Ao que parece, a Guarda Municipal está despreparada, nervosa e instruída para a violência. Principalmente agora que eles carregam pistolas de choque elétrico. Fica a pergunta: será que teremos de contratar um advogado para acompanhar nossas intervenções urbanas?

Referências –

– Olho da Rua – imagens – Performance: Leandro Lara e Sitaram Costa – Coordenação: Luiz C. Garrocho

 


Por Luiz Carlos Garrocho

Um aprendiz do sensível. Professor, pesquisador e diretor de teatro. Filósofo.

3 respostas em “Intervenção urbana: violência, arrogância e despreparo da Guarda Municipal”

Muito interessante este depoimento. O modus operandi da guarda municipal citado no texto, segue o mesmo padrão das abordagens feitas pela gerência de regulação urbana, gerência de ação social e policia militar que eu venho presenciando na praça Sete nos últimos dois anos.

O que tenho percebido é o mal uso da “fé pública” (para quem não sabe, fé pública é uma prerrogativa legal,que atribui maior valor a versão do funcionario público diante a versão do cidadão comum perante um juiz). A fé pública na atual gestão vem sendo utilizada como ferramenta de coação, muitas vezes sendo levado a cabo um b.o. na delegacia, porém, na grande maioria dos casos eles retiram a queixa logo em seguida, mas lhe avisam que podem reabrir o caso nos próximos seis meses. Uma ferramenta de chantagem e intimidação.

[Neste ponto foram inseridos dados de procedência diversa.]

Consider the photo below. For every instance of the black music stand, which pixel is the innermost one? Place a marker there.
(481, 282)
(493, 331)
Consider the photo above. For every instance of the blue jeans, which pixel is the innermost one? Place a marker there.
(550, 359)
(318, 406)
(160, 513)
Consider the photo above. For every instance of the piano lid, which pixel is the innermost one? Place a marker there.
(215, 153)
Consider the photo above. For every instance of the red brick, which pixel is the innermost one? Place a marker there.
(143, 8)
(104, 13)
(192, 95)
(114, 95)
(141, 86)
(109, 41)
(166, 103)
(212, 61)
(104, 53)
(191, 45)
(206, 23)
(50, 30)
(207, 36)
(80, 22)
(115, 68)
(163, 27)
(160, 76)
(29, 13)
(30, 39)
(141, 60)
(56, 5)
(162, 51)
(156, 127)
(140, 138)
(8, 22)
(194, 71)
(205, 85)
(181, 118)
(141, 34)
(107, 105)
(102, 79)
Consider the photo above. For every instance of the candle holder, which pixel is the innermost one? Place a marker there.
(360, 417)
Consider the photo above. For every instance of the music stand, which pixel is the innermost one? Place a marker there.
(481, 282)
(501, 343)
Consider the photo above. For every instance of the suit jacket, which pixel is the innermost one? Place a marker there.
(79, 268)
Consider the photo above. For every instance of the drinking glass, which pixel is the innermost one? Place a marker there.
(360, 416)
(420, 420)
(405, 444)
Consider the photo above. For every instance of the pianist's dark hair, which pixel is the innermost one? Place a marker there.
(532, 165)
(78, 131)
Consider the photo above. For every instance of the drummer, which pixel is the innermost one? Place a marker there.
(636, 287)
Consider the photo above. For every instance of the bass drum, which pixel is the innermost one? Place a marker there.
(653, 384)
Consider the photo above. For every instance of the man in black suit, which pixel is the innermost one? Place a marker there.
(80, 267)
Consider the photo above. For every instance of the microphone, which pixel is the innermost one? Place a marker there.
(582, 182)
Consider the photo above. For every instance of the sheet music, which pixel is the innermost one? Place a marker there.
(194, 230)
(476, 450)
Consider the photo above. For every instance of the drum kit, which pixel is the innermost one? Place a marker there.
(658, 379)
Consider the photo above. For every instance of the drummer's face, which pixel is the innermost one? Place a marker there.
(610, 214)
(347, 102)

Não creio de modo algum que este ato tenha sido ocasionado pelo despreparo da guarda municipal, acredito que é um modus operandi institucionalizado por normativas internas

Lembremos que a praça da estação é uma zona de conflito, obviamente que ali os guardas são orientados a agirem com maior rigidez e não sabendo interpretar a diferença entre depredação e performance, acabam por exercitar os “pequenos poderzinhos”, oprimindo aos outros, assim como é oprimido por seus superiores.

Essa realidade vivemos cotidianamente na praça Sete.

Rafael,

Agradeço sua visita e observações.

Importante essa sua dica, principalmente para os que estão na tentativa de resgate da cultura das ruas, de reinvenção do espaço público como constituição do comum: a “fé pública” sendo utilizada como intimidação pelas autoridades. Em Mil Platôs, no meio de vendaval de criações filosóficas, Deleuze e Guattari lançam a pergunta: você tomou cuidado?